When measuring variables of interest is expensive or difficult, it can be advantageous to employ a multi-phase design, where cheaper variables are collected from the entire population and expensive variables are collected from subsamples selected through adaptive, multi-wave sampling. This approach, which is documented in McIsaac and Cook (2015), involves multiple waves of sampling where information from prior waves is used to inform the optimum sampling design of subsequent ones.
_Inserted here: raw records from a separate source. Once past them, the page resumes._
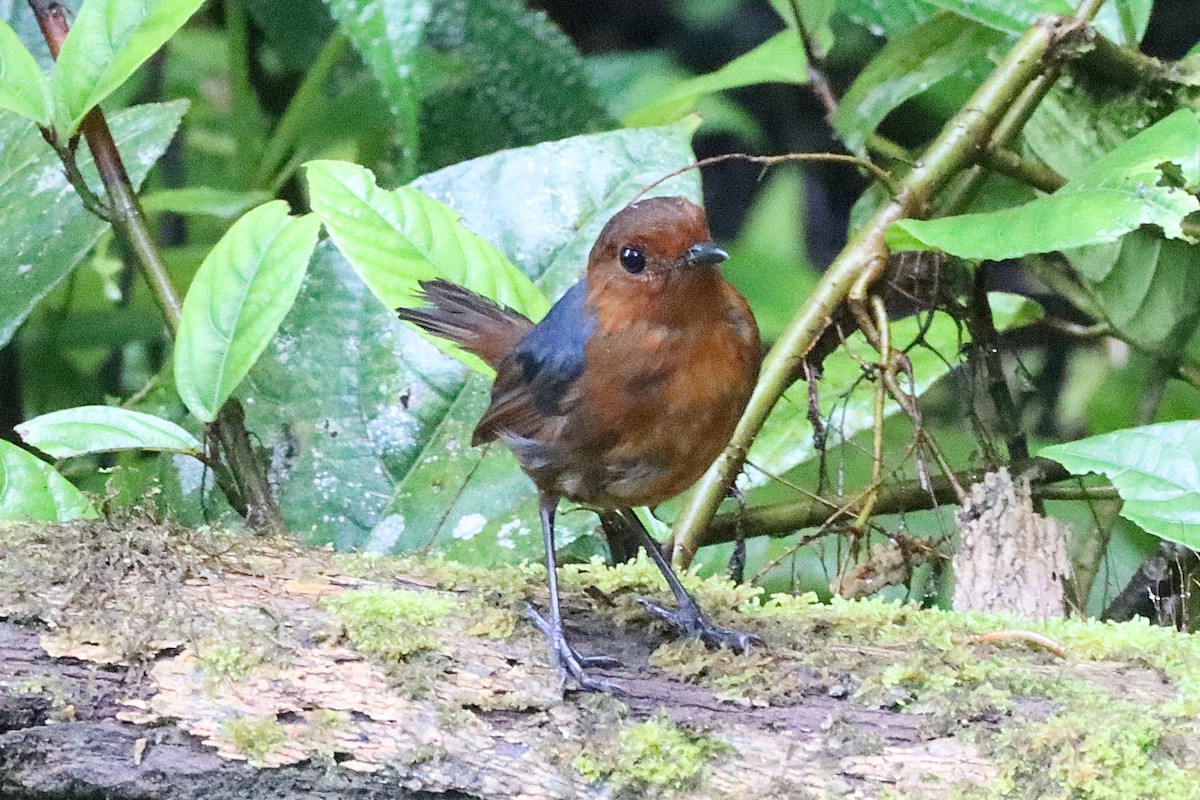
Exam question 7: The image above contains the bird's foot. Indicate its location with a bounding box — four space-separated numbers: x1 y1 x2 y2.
637 597 763 652
526 604 624 694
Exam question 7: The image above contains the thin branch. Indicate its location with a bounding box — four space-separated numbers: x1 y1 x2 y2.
634 152 900 200
676 10 1104 566
791 0 838 116
698 458 1104 547
966 264 1030 462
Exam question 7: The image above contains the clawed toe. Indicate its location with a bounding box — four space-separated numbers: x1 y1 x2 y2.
526 604 623 694
637 597 763 652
With the understanding that both Neyman and Wright’s optimum allocation methods depend heavily on standard deviation estimates for the variable of interest, the benefit of multi-wave sampling is clear to see. Sample allocations based on prior waves will use updated estimates of nuisance parameters that incorporate data accumulated in the prior sampling waves. The optimal sampling proportion is updated at the end of each wave, and this update guides the sampling of the next wave. As the phase II data accumulate, the necessary within-strata SD estimates, and thus the estimated optimal sampling proportions, are expected to be closer to their true value.
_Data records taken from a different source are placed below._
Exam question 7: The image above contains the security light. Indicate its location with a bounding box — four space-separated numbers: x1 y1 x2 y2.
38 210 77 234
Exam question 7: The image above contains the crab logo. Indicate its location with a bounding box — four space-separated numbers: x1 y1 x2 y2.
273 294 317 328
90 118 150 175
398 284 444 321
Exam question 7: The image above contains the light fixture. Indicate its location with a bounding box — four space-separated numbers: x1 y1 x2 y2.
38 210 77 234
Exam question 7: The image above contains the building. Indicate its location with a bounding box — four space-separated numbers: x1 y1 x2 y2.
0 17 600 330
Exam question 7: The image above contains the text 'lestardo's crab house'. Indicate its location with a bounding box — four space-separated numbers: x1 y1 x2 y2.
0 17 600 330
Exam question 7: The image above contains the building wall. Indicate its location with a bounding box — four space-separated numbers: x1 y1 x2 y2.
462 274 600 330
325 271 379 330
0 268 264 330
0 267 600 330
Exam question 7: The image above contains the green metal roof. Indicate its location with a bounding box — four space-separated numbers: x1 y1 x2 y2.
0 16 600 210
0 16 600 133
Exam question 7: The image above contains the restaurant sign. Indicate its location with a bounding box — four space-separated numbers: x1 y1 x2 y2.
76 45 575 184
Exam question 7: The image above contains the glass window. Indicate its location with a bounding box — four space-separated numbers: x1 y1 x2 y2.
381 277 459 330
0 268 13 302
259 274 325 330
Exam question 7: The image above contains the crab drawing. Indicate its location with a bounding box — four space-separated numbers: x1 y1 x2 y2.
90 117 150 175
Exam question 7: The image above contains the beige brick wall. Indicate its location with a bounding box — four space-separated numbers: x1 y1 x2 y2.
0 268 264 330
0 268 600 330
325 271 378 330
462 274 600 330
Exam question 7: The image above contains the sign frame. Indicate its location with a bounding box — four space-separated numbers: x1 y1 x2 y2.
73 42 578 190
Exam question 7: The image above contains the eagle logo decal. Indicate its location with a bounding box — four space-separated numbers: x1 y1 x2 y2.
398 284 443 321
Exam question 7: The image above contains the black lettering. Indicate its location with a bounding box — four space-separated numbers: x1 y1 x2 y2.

In the design described by McIsaac and Cook, a large phase-I sample
is first taken to measure the inexpensive covariates and/or outcome. The
results of this phase will define strata which are then sampled
non-optimally (through proportional or balanced sampling) for
measurement of the expensive variable in phase-IIa. The phase-IIa
results are used to estimate the standard deviation required to
optimally allocate the next wave of samples. This process is iterated
until the desired sample size for the variable of interest is achieved.
Below is an outline of the workflow, which is facilitated by
optimall
:
optimall
allows users to input phase-I data and
iteratively allocate samples for subsequent waves with the function
allocate_wave()
. This function runs integer-valued
optimum_allocation()
on a dataset according to Wright’s
Algorithm II, but it takes into account previous sampling waves to
determine how the current wave of samples should be allocated.
For a simple example, suppose that we again want to allocate 40
samples to minimize the variance of "Sepal.Width"
in the
iris
dataset, but 30 out of the 40 have already been
sampled. We assume that the strata are still defined only by
"Species"
, and that 16 of the first 30 samples were taken
from the virginica species, 7 from setosa, and 7 from versicolor.
Assuming we only have those 30 samples to base our within-stratum
standard deviation estimates on, we can allocate the next 10 samples
using allocate_wave()
:
# Set up Wave 1
wave1_design <- data.frame(strata = c("setosa",
"virginica",
"versicolor"),
stratum_size = c(7, 16, 7))
# Collect Sepal.Width from only the 30 samples
phase1_data <- subset(datasets::iris, select = -Sepal.Width)
phase1_data$id <- 1:nrow(phase1_data) #Add id column
set.seed(234)
phase1_data <- sample_strata(data = phase1_data,
strata = "Species", id = "id",
design_data = wave1_design,
design_strata = "strata",
n_allocated = "stratum_size")
wave1_ids <- iris$id[phase1_data$sample_indicator == 1]
wave1_sampled_data <- iris[iris$id %in% wave1_ids, c("id","Sepal.Width")]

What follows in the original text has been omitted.